DESCRIPTION (provided by applicant): The goal of this proposal is to better understand the role of microglia in regulating the structure and function of the brain under physiological and pathological conditions. Microglia are the resident immune cells of the central nervous system and display highly motile processes occupying a non- overlapping territory. Under physiological conditions, microglia may participate in the development and plasticity of neural circuits and monitor the brain's microenvironment for damage signals. Under pathological conditions, microglia may contain tissue damage, phagocytose cellular debris, and promote neuronal plasticity. Although microglia have been implicated in many physiological and pathological processes, their functions in the central nervous system remains elusive. Hampering efforts to delineate the precise role of microglia is the lack of tools to specifically perturb microglial function in vivo. We have recently generated mice with a targeted gene insertion allowing for the expression of tamoxifen-inducible Cre recombinase in CX3CR1 expressing microglial cells and peripheral myeloid cells. By taking advantage of different turnover rates of microglia and peripheral myeloid cells, we propose to establish an approach that will allow us, for the first time, to specifically perturb microglial functions in the living mice. By specifically ablating microglia or removing brain- derived neurotrophic factor (BDNF) from microglia in the living mice, we will elucidate the functions of microglia and microglial BDNF in synapse development and learning-dependent synaptic plasticity. In addition, we will reveal the role of microglial activation in controlling neuronal damage, glial scar formation and synaptic remodeling after traumatic brain injury. As activated microglia are involved in almost every pathological condition in the brain, the proposed studies of identifying precise functions of microglia will provide important insights for the understanding and treatment of many neurological diseases.

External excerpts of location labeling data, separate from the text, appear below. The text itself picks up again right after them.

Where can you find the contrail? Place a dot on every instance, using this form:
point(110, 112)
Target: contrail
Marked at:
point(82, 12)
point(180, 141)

描述（申请人提供）：本提案的目的是更好地了解小胶质细胞在生理和病理条件下调节大脑结构和功能的作用。小胶质细胞是中枢神经系统的常驻免疫细胞，并表现出占据非重叠区域的高度活动的过程。在生理条件下，小胶质细胞可能参与神经回路的发育和可塑性，并监测大脑微环境的损伤信号。在病理条件下，小胶质细胞可能含有组织损伤、吞噬细胞碎片并促进神经元可塑性。尽管小胶质细胞与许多生理和病理过程有关，但它们在中枢神经系统中的功能仍然难以捉摸。由于缺乏专门干扰体内小胶质细胞功能的工具，阻碍了描述小胶质细胞精确作用的努力。我们最近培育了带有靶向基因插入的小鼠，允许在表达 CX3CR1 的小胶质细胞和外周骨髓细胞中表达他莫昔芬诱导型 Cre 重组酶。通过利用小胶质细胞和外周骨髓细胞的不同周转率，我们建议建立一种方法，使我们能够首次特异性地干扰活体小鼠的小胶质细胞功能。通过特异性消融小胶质细胞或去除活体小鼠小胶质细胞中的脑源性神经营养因子（BDNF），我们将阐明小胶质细胞和小胶质细胞 BDNF 在突触发育和学习依赖性突触可塑性中的功能。此外，我们还将揭示小胶质细胞激活在控制脑外伤后神经元损伤、胶质疤痕形成和突触重塑中的作用。由于激活的小胶质细胞几乎涉及大脑的所有病理状况，因此所提出的识别小胶质细胞精确功能的研究将为理解和治疗许多神经系统疾病提供重要的见解。